Welcome to WebmasterWorld Guest from 54.196.2.131

Forum Moderators: Robert Charlton & goodroi

How to de-index search pages?

     
9:23 pm on Oct 15, 2017 (gmt 0)

Junior Member

joined:May 3, 2017
posts:53
votes: 6


Hi guys ohhh I am all confused! all my search pages have been accidently indexed I don't want them indexed obviously. I am getting all confused with my tags. Is putting this in the header enough?

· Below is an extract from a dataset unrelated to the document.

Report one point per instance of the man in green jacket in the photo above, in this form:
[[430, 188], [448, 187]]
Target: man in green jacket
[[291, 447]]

<meta name="robots" content="noindex,follow"/>
<link rel="canonical" href="https://mysite.com/search/keyword/" />

Or do I also need to put in these?

<link rel="next" href="https://www.mysite.com/?q=keyword/keyword &page=1" />
<link rel="prev" href="https://www.mysite.com/?q=keyword/keyword &page=1" />

Thank you for your help
10:02 pm on Oct 15, 2017 (gmt 0)

Senior Member from US 

WebmasterWorld Senior Member lucy24 is a WebmasterWorld Top Contributor of All Time 5+ Year Member Top Contributors Of The Month

joined:Apr 9, 2011
posts:14259
votes: 552


At the risk of sounding like That Other Forum, isn't this still the same question as this one [webmasterworld.com]?
10:12 pm on Oct 15, 2017 (gmt 0)

Junior Member

joined:May 3, 2017
posts:53
votes: 6


No because I read that I need to use this in the search page rather than robots.txt
10:13 pm on Oct 15, 2017 (gmt 0)

Junior Member

joined:May 3, 2017
posts:53
votes: 6


Thanks though Lucy for your response on the other post, so you think i should just disallow in robots.txt? or use the meta tag?
12:03 am on Oct 16, 2017 (gmt 0)

Administrator

WebmasterWorld Administrator phranque is a WebmasterWorld Top Contributor of All Time 10+ Year Member Top Contributors Of The Month

joined:Aug 10, 2004
posts:11080
votes: 106


if you are noindexing the page i don't see a need for those link elements.
the link rel next/prev would be useful if you were indexing a collection of documents.
the link rel canonical would be useful if you wanted "this" document indexed under another url.
if anything, the link rel canonical may send an unwanted signal.
12:19 pm on Oct 16, 2017 (gmt 0)

Junior Member

joined:May 3, 2017
posts:53
votes: 6


Yes that is what I thought thanks so much :-)
6:13 pm on Oct 22, 2017 (gmt 0)

Preferred Member from IN 

Top Contributors Of The Month

joined:Apr 30, 2017
posts:485
votes: 67


Add this to your robots.txt:

Sitemap: https://www.example.com/sitemap_index.xml
User-agent: *
Disallow: /go/
Disallow: /?s=*
Disallow: /wp-admin/
Allow: /wp-admin/admin-ajax.php
Allow: /wp-admin/images/
8:27 pm on Oct 22, 2017 (gmt 0)

Administrator

WebmasterWorld Administrator phranque is a WebmasterWorld Top Contributor of All Time 10+ Year Member Top Contributors Of The Month

joined:Aug 10, 2004
posts:11080
votes: 106


MayankParmar please explain how your post is relevant to Samsam1978's problem.
4:02 pm on Oct 23, 2017 (gmt 0)

Preferred Member from IN 

Top Contributors Of The Month

joined:Apr 30, 2017
posts:485
votes: 67


phranque Sam said that his website's search pages are getting indexed. If Disallow: /?s=* is added to the robots.txt, Google won't able to index the search pages, as it is disallowed :D And once the access is blocked, Google will deindex them (hopefully).
11:20 am on Oct 25, 2017 (gmt 0)

Junior Member

Top Contributors Of The Month

joined:Oct 17, 2015
posts:107
votes: 31


Yes but you don't disallow if you want pages to drop out of G automatically, you noindex. Only disallow if they're not already in.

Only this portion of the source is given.